El más pronunciado es la pérdida de la privacidad, como lo sufren otras cien celebridades y cantantes, entre ellas Rihanna, April Lavigne, Winona Ryder y Kate Upton, cuyas partes íntimas son la comidilla en redes sociales y hasta una galería en Florida amenazó con exhibirlas como "obras de arte”, disfrazando el delito.

La novedad en este caso -como ocurrió con Scarlett Johanson- es que las famosas no fueron acosadas a la distancia por paparazzis, sino por un par de hackers que accedieron a sus selfies que habían subido a la nube digital (involuntariamente, quizás) por obra y gracia de la sincronía automática entre teléfonos inteligentes y tabletas con el iCloud.
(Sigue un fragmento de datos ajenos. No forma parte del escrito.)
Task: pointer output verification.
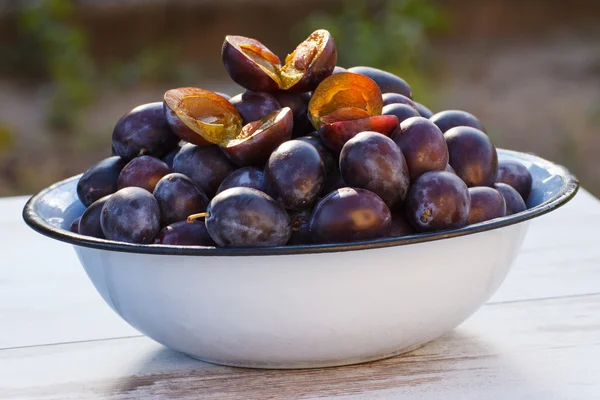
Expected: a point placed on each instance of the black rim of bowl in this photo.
(566, 193)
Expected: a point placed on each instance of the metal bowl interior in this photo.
(52, 210)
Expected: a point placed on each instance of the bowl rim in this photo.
(567, 192)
Apple enseguida delegó responsabilidades. Coincidió con el FBI argumentando que no se trató de la inseguridad del iCloud, sino de aviesos delincuentes que hacía rato perseguían a las famosas, provistos de contraseñas fraudulentas. La explicación no convenció, sabiendo la fragilidad de nuestra privacidad luego de que colgamos datos en las redes sociales, compartimos documentos en Dropbox o porque damos demasiada información en compras on-line.

Lo raro de este "celebgate” es que a pesar de que se condene la acción del ciberpirateo, los usuarios de redes sociales y un sinnúmero de periódicos esparcieron los desnudos ampliando aún más el atentado contra la privacidad. Muchos, bajo el temible argumento de que la responsabilidad original fue de otros y que era su deber mostrar la prueba del delito como noticia. Esto, pese a que después que el hacker comenzó a divulgar las fotos, Twitter cerró las cuentas en la que se potenció la divulgación.

Lo que todavía no existe es criterio formado sobre los hackers. Para muchos, son una especie de "robin hood” que roba a los poderosos o famosos para beneficio de los comunes. Pocos deparan que se trata de un delincuente común como el ladrón que roba en nuestras casas y, aún peor en este caso, de un delincuente sexual, a quien denunciaríamos si lo tuviéramos de vecino. Otro agravante es que el hacker no pirateó por diversión, sino por dinero, que le pagaron a medida que divulgaba más fotos y videos eróticos de las víctimas. No se diferenció de un secuestrador o de un extorsionador típico, y quienes le pagaron estuvieron alimentando ese tipo de delitos.

Esta confusión ocurre porque muchos interpretan que Internet es una charla de café en vez de un medio de comunicación, no sabiendo discernir qué pueden o no publicar, qué es o no es delito. También se han desquiciado los parámetros del bien y el mal sobre la información y nadie puede arrojar la primera piedra, ya que las malas conductas de los "robin hood” como Edward Snowden no se diferencian mucho de las de la Agencia Nacional de Seguridad estadounidense que espió a millones de usuarios; las de periodistas del extinto periódico News of the World que espiaron a celebridades y miembros de la realeza británica; o las de Facebook y Twitter que usan los datos de usuarios para su beneficio económico.

El pirateo de fotografías íntimas y datos demuestra que estas tecnologías nos imponen nuevos retos y que los delitos comunes, como el acoso, el robo de imágenes e identidad, son potenciados a una proyección descomunal barriendo con la privacidad y el honor de las personas.